AN INTER-ERUPTIVE CONDUIT MODEL OF THE SUMMER 1980 ERUPTIVE SEQUENCE AT MT. ST. HELENS

Volatile exsolution drives volcanic eruptions by producing a gas phase that causes the rapid expansion of magma through vesiculation and fragmentation. Both pyroclast densities and textural analysis of the groundmass provide insight into the process of magma ascent and eruption as volatile exsolution may also cause crystal nucleation and growth by increasing the liquidus of anhydrous mineral phases. Thus pre and syn-eruptive degassing and subsequent crystallization as recorded in groundmass textures may be shown to play an important role in eruptive behavior, particularly in the context of transitional eruptive sequences. These transitions include changes from sustained eruptions to short explosive bursts or from explosive to effusive eruptive style, both of which were observed in the eruptive behavior of Mt. St. Helens during the summer of 1980. Here we examine groundmass textures of representative pumice clasts produced during the eruptive events at Mt. St. Helens during the summer of 1980 and use the observed range in textures to develop an inter-eruptive model of the conduit system.
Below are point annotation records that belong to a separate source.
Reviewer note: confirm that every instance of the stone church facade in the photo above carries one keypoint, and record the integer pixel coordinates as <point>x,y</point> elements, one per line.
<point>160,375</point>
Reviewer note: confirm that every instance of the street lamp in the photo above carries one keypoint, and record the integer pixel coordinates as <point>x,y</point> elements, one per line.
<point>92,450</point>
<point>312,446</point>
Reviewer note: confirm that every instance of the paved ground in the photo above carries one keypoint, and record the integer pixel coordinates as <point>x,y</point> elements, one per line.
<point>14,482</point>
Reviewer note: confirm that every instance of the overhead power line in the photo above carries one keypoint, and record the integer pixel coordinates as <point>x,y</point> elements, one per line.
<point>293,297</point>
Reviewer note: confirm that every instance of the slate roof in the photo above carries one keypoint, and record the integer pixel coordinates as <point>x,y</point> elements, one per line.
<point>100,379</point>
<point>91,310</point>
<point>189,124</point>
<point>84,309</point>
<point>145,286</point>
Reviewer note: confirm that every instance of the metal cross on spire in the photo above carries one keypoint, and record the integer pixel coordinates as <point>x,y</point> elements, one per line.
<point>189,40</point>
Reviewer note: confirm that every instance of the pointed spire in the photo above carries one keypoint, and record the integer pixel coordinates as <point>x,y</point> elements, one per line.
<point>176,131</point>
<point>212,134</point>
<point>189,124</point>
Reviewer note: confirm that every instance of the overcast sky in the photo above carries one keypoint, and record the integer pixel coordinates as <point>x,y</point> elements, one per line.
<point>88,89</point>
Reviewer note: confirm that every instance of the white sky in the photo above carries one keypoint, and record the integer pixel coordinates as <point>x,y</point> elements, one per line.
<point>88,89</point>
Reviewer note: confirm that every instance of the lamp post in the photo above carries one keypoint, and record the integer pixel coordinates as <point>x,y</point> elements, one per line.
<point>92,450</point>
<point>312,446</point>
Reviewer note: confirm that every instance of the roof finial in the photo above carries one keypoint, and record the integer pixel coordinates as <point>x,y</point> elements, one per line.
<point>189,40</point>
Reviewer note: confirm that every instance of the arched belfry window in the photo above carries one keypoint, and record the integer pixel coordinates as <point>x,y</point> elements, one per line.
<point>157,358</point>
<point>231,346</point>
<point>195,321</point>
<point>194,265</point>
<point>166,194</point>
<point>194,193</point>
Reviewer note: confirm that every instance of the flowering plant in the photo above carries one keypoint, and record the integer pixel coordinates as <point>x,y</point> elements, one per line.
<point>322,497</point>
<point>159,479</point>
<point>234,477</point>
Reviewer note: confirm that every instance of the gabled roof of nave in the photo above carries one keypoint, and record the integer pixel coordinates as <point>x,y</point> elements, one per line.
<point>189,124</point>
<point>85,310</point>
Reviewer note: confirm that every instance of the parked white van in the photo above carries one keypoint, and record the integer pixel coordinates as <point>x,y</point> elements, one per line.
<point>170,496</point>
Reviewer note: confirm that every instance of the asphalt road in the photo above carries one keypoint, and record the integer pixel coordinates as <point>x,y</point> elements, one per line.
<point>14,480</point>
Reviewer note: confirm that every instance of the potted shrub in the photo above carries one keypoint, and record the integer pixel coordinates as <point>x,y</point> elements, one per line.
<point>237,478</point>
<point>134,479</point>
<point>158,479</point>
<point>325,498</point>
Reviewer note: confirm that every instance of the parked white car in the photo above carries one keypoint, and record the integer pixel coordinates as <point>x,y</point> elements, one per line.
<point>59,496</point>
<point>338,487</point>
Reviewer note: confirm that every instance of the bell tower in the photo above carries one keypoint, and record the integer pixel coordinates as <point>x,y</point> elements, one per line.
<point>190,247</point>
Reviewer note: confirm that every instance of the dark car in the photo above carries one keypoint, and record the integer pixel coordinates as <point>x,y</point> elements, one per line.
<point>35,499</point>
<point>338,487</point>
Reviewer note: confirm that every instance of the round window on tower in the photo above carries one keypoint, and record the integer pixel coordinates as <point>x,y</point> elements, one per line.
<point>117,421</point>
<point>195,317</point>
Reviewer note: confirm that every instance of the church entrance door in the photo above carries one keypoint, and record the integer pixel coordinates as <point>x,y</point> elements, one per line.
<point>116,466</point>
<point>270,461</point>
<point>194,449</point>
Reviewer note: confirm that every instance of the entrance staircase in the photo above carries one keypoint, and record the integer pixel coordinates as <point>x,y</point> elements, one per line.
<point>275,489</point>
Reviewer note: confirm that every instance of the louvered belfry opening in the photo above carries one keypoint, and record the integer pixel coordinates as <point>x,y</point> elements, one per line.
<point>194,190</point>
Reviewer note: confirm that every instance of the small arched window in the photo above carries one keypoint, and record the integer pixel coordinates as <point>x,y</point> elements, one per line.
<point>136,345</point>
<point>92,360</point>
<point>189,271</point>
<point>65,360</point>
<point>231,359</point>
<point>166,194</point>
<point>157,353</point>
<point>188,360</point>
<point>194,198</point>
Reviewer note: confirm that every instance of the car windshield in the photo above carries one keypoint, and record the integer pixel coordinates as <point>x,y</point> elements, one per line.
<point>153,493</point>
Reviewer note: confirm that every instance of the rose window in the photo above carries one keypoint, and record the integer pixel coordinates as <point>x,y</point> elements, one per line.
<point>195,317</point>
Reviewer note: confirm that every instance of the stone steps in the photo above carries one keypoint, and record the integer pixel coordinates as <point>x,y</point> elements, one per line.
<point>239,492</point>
Clast characteristics were used to determine the evolution of the conduit and the relative depth of conduit evacuation for each eruption as the range of observed groundmass textures records crystallization and volatile loss over a range of conduit depths. Differences in clast characteristics such as vesicularity and crystallinity between the June 12th eruption and subsequent eruptions were shown to correlate with pre-eruptive seismicity and gas flux. We concluded that the transition from sustained eruptions to short eruptive bursts occurred with a narrowing of the conduit, possibly because of a shallow intrusion prior to the June 12 eruption.